Unfortunately, the shaky qualifications of the two other candidates in the Democratic primary - John Caramanna and Mahdi Ibn-Ziyad - mean that the voters' best alternative is to write-in another candidate of their choice.

But that's what they should do.

Andrews threw party leaders into a tailspin with his last-minute decision to give up his First Congressional District seat to challenge U.S. Sen. Frank Lautenberg. His announcement came only days before the filing deadline for the June 3 primary.

That set into motion what party honchos are calling a "process" through which Camille Andrews would run and win the primary with the understanding that she will step aside and allow about 800 party committee members to ultimately decide who will be on the November ballot.

The district includes 51 towns in Burlington, Camden and Gloucester Counties.

Camille Andrews says she truly wants to be elected but also wants to respond to the party's needs. Her husband says he supports the process, but has vowed not to become the party candidate for his House seat if he loses to Lautenberg in the primary.

There's no way such obfuscation best serves voters or the party, which through this scheme will only further damage its already tarnished reputation for being manipulated by bosses.

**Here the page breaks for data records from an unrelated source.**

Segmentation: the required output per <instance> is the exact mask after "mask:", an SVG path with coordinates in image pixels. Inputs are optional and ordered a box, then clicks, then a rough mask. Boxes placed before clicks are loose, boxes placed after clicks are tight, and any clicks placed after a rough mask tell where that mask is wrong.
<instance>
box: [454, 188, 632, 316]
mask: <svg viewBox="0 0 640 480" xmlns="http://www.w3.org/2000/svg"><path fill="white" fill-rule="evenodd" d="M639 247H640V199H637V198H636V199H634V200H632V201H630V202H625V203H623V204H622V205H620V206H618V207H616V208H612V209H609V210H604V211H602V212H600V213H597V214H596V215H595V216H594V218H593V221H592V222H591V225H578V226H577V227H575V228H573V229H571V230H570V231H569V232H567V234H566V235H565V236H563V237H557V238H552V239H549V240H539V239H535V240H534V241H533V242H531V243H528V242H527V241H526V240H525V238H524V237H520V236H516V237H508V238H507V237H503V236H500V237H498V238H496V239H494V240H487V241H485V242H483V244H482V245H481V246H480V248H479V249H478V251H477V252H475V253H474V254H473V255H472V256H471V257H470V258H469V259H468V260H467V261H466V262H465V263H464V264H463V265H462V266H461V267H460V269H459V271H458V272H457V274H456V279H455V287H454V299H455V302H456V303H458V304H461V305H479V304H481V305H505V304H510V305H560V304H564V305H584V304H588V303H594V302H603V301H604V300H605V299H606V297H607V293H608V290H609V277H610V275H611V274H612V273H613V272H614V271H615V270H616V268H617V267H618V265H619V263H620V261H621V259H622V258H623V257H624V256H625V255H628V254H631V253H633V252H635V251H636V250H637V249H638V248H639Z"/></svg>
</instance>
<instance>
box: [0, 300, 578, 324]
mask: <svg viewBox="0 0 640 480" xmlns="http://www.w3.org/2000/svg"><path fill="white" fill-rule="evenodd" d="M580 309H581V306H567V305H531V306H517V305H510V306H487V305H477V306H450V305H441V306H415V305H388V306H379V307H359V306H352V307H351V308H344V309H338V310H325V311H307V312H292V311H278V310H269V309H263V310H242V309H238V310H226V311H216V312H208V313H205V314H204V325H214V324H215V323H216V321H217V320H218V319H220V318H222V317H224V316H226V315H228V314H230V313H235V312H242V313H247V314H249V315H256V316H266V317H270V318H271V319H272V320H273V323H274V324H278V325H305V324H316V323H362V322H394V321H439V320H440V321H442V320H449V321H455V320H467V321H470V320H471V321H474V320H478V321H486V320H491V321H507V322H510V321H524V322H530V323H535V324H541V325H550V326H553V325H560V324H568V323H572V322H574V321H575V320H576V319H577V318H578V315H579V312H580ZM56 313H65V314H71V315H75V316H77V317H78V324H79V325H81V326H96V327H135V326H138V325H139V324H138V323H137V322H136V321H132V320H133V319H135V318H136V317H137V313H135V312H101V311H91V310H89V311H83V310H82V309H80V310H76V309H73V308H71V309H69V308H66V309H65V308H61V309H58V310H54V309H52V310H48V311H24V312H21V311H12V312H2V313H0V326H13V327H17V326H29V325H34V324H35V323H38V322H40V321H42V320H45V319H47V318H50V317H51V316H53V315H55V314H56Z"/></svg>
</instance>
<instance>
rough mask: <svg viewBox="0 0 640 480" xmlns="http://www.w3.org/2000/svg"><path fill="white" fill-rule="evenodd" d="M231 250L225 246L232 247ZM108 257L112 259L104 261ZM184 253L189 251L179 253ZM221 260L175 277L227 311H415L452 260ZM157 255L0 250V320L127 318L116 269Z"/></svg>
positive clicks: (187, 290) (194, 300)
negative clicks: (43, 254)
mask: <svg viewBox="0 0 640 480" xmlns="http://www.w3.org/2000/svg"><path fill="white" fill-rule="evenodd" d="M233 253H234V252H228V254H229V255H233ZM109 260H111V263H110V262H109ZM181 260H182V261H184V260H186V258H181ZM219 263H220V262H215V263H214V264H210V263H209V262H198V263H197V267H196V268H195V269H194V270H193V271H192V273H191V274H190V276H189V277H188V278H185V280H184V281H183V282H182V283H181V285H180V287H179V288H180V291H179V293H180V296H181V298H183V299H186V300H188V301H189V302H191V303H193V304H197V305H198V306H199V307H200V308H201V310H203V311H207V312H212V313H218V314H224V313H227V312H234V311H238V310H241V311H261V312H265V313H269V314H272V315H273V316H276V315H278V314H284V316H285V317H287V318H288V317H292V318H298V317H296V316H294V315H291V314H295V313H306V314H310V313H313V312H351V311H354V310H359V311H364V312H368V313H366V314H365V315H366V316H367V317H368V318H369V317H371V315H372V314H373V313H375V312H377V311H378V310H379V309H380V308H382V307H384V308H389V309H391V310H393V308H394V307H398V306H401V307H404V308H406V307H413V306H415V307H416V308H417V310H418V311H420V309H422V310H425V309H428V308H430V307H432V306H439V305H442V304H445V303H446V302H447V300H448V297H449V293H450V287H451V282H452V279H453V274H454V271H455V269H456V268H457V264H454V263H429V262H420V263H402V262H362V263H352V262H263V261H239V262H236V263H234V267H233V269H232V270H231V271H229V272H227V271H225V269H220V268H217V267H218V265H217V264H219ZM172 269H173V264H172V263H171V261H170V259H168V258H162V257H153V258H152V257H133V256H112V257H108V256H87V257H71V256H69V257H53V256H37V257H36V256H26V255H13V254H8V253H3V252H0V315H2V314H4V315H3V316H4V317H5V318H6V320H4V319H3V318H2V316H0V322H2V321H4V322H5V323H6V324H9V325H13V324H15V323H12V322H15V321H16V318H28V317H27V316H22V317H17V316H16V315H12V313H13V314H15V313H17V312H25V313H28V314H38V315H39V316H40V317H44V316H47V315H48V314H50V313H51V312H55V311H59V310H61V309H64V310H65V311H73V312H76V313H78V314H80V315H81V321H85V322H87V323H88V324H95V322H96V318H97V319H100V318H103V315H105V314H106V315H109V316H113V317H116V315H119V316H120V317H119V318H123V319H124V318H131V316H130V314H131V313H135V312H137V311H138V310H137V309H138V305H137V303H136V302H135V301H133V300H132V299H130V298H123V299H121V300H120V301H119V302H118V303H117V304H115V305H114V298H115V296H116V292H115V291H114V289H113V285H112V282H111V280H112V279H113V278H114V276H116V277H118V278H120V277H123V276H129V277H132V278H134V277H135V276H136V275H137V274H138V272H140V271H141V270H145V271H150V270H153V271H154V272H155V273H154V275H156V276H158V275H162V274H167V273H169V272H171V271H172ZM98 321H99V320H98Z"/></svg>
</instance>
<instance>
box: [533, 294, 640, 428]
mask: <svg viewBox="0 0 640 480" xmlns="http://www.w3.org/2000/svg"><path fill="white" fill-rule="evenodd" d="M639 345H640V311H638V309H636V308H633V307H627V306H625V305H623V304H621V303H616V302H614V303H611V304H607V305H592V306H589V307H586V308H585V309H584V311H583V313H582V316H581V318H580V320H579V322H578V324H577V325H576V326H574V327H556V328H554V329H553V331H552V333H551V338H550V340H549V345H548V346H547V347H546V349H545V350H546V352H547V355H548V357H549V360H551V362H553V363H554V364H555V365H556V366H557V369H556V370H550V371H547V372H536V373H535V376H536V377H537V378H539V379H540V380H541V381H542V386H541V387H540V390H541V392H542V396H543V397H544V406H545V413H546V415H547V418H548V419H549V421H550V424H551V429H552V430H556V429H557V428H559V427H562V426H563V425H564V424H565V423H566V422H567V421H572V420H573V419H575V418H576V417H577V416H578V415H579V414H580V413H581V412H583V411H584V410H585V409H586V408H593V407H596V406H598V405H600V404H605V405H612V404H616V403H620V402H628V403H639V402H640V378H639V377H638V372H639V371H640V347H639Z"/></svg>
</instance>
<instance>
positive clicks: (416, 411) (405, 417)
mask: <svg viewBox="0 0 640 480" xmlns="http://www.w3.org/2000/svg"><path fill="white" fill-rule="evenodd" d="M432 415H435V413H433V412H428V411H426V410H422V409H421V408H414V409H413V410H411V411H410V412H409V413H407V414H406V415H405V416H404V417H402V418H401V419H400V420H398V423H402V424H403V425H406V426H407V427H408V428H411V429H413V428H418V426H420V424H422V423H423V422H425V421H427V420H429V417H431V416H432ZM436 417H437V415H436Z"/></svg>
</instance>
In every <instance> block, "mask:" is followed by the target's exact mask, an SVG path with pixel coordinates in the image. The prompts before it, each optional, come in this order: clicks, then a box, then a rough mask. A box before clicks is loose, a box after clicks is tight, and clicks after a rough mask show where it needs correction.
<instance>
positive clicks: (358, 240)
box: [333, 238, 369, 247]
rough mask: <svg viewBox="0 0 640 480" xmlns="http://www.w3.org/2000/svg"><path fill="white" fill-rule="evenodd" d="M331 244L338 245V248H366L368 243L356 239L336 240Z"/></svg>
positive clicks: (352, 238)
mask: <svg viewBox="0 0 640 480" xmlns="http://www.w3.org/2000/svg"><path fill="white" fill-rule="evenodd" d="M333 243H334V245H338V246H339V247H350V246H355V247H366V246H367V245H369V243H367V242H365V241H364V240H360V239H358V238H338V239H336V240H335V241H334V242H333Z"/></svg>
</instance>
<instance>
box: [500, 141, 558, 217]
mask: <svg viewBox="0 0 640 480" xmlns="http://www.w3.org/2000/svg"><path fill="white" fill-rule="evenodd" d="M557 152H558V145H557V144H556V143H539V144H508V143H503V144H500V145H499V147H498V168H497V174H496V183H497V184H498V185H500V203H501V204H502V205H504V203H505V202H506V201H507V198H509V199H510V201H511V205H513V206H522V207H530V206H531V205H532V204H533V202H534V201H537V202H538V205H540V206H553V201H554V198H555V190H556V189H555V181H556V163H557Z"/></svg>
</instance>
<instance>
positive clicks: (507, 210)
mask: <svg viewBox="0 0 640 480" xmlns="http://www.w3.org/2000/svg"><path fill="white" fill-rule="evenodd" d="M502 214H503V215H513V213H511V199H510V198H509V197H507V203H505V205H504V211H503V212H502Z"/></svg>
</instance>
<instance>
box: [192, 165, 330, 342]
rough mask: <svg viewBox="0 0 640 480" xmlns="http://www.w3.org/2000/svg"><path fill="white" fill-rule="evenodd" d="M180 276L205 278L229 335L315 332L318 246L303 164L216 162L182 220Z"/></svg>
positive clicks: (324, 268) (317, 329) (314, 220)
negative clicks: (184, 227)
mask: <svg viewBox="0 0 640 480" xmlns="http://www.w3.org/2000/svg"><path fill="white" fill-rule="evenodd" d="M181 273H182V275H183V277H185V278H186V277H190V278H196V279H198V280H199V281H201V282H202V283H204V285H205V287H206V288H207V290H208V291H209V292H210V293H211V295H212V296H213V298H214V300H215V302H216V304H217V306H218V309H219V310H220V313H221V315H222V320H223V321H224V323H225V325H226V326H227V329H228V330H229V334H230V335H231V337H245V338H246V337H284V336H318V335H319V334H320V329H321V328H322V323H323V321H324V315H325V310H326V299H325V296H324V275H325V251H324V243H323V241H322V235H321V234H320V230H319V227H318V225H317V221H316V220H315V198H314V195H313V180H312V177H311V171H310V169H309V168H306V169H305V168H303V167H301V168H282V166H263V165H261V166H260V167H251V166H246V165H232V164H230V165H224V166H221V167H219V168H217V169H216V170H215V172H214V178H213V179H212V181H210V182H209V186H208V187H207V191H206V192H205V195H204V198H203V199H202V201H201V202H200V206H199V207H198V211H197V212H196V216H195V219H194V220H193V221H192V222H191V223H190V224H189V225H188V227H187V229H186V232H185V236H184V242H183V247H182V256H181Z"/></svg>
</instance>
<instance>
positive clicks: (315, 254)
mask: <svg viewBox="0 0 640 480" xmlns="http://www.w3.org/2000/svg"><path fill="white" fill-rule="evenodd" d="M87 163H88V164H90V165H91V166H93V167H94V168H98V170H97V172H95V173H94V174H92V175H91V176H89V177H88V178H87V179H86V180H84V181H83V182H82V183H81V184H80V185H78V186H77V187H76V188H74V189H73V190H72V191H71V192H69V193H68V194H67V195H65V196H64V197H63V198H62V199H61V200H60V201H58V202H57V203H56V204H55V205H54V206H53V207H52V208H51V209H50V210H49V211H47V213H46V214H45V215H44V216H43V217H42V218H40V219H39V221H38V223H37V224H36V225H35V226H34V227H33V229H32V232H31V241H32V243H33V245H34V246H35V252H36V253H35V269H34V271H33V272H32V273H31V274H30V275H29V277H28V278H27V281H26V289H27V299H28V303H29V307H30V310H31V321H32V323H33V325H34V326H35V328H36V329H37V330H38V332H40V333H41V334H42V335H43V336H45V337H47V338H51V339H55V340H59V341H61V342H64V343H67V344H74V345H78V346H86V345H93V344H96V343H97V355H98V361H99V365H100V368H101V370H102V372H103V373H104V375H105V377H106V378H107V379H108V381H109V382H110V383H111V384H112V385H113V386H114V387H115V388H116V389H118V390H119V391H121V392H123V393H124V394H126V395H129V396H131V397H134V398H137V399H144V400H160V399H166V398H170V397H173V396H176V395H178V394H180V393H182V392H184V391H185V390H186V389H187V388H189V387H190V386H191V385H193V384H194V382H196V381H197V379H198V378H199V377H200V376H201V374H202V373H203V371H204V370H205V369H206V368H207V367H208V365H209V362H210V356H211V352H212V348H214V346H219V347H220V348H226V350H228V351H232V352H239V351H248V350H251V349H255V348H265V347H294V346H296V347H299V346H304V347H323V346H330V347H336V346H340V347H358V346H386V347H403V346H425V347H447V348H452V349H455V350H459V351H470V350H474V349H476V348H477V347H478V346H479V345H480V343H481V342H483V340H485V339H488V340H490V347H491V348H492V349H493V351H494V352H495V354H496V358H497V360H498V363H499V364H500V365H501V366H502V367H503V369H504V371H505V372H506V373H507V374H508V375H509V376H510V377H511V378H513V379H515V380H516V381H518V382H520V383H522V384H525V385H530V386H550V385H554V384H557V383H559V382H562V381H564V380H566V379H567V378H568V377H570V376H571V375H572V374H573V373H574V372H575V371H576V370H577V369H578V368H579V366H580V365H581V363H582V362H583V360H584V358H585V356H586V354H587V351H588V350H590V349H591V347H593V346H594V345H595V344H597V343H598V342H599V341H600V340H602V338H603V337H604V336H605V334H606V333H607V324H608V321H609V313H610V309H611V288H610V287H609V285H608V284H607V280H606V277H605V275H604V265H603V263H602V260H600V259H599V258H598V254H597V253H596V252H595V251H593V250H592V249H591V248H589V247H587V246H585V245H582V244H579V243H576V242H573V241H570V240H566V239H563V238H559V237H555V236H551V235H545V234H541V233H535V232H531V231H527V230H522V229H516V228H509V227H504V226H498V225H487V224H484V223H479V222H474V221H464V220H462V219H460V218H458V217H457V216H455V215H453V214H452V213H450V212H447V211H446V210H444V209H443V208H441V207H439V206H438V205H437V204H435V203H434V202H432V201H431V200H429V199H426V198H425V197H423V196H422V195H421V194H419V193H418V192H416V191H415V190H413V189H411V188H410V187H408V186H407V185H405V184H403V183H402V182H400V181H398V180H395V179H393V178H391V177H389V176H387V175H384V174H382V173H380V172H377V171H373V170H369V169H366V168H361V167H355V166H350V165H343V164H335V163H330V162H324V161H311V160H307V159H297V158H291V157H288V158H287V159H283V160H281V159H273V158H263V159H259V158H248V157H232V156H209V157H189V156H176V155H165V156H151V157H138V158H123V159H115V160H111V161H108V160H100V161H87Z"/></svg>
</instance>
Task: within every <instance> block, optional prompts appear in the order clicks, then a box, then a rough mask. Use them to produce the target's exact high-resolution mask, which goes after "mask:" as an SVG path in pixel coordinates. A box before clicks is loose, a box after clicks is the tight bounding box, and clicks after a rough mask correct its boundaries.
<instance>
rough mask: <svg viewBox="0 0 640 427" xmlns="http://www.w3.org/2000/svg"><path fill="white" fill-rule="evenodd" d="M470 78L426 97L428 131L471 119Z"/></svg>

Voters want a candidate, not a

process

that disenfranchises them.

Camille Andrews, 48, actually would make an ideal candidate. An attorney, she has an impeccable resume as a commercial litigator, investment firm manager, and former associate dean at Rutgers-Camden Law School. But her willingness to be in this scam sullies that record.

She says she supports a "fair process, so everybody has an opportunity that is meaningful." What's fair about having the party nominee decided by a chosen few? The committeemen are not unpledged national superdelegates given the power to subvert the wishes of the electorate.

Party leaders are sifting through the names of about two dozen Democrats who want to be the ultimate nominee. Some on the list have impressive backgrounds. But that doesn't make what they are participating in right.

On the Republican side,

DALE GLADING

, a resident of Barrington who heads a national prison evangelism ministry, gives GOP voters in the district their most viable candidate in years. He is running against disabled veteran Fernando Powers of Blackwood.

Glading, 48, makes cogent arguments for keeping U.S. troops in Iraq until the region is stable, favors school choice and vouchers, and would raise the eligibility age and increase payroll deductions to bail out Social Security.